See also: other single-syllable question-words which occur in only a few natural or constructed Earth languages, including [untranslatable 4a: how-proportion/prevalence?] and its derived form [untranslatable 4b: how-intensity-weighted-prevalence/many?], [untranslatable 4c: exist-there/possible-that?], [untranslatable 4d: pick-subset?] and its derived form [untranslatable 4e: rank-[indicated]-subset?] which requires a valence (positive or negative) to [indicate] the subset or a quality whose presence gives the [indicated] subset, [untranslatable 4f: binary-logical-choice?] e.g. “Would you like soup [binary-logical-choice?] salad?"/"[And].”, and of course, the [Language]’s most common question-word, [untranslatable 4g: ?is-true/false], for which “true”, “false”, “[mu]”, and “[it’s-complicated]” are the four expected classes of answer in rough descending order of prevalence.
[untranslatable 5: least-victory/one-point-win] (n): An outcome which can just barely be called a success - but can in fact be called a success. A victory which narrowly justifies the cost to achieve it. Connotationally comes with a mood both of ambitious grief, that the outcome was not a [grand-sucess] or even a [lesser-success], and also relief that the venture did not fail to recoup costs or fail altogether, or even come to the sick-feeling tension of a [tie-game] or the dullness of a [bust-game].
[untranslatable 6: lantern-oil, unreal-blood, chi] (n): From cognitive psychology and philosophy of mind, adapted from an older term shared between pre-Enlightenment philosophy and prescientific medicine. A [knowingly-fictitious] mental or internal resource which can or must be consumed for things like greater and extended focus on a task, commitment to a course of action, and the making of difficult but clear choices.
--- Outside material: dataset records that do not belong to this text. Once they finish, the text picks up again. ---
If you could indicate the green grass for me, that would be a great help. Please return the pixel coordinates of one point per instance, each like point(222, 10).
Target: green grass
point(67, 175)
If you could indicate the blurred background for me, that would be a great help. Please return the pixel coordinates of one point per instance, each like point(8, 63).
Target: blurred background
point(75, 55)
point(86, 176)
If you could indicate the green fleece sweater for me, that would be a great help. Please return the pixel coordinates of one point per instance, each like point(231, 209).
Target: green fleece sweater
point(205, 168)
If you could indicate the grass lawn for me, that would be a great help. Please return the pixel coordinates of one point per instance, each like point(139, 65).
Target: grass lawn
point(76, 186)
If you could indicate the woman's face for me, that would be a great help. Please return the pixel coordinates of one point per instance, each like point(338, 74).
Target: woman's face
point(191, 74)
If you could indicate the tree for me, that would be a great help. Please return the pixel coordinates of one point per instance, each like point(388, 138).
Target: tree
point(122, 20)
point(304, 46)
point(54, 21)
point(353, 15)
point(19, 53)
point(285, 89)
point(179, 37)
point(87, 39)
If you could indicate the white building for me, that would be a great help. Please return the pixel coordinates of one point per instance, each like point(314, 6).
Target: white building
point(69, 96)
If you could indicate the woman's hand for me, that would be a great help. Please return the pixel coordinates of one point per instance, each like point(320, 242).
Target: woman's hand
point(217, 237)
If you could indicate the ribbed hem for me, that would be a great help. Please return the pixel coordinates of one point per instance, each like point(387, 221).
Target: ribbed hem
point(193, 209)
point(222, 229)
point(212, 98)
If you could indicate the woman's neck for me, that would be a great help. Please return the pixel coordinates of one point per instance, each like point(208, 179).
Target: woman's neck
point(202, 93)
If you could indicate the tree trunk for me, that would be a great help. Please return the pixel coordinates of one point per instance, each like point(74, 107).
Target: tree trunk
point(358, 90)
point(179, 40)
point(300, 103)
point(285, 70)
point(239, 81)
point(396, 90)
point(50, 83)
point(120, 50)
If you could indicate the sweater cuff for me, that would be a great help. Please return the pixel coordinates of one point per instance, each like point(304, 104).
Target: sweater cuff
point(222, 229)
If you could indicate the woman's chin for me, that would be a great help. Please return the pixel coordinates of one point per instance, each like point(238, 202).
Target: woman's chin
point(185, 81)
Importantly, it has a fairly small maximum capacity; it persists between days; it can be stolen or siphoned away by environments or people; it can be restored to varying extents through physical and mental exercises, explicit meditation, social nutrition, and certain high-quality foods; and it can be spent down to permit [unreal-spoon]-debt and in some cases [ignited] to bring about [battle-short].
Measured in “motes” or “drops”. See also: ego-depletion, [unreal-spoon], volition, willpower.
[untranslatable 7: rabbithole(/trainstation)] (n, ASL): Of a conversation that the speaker has entered in the middle of, the “entry point” or necessary context to understand the remarks being made. The rabbit-hole that those in the conversation have followed down, or the train-station that those in the conversation have boarded at. Usually used in the set phrase “Show me the [rabbithole](, please).” Unlike the common ASL phrase “TRAIN GO STATION SORRY”, connotationally the speaker can expect to be either shown the [rabbithole] or explicitly told that the context is private, or more rarely apologetically informed that the context is too deep or too broad.
Not to be confused with rabbit-hole, the literal entry to a rabbit warren.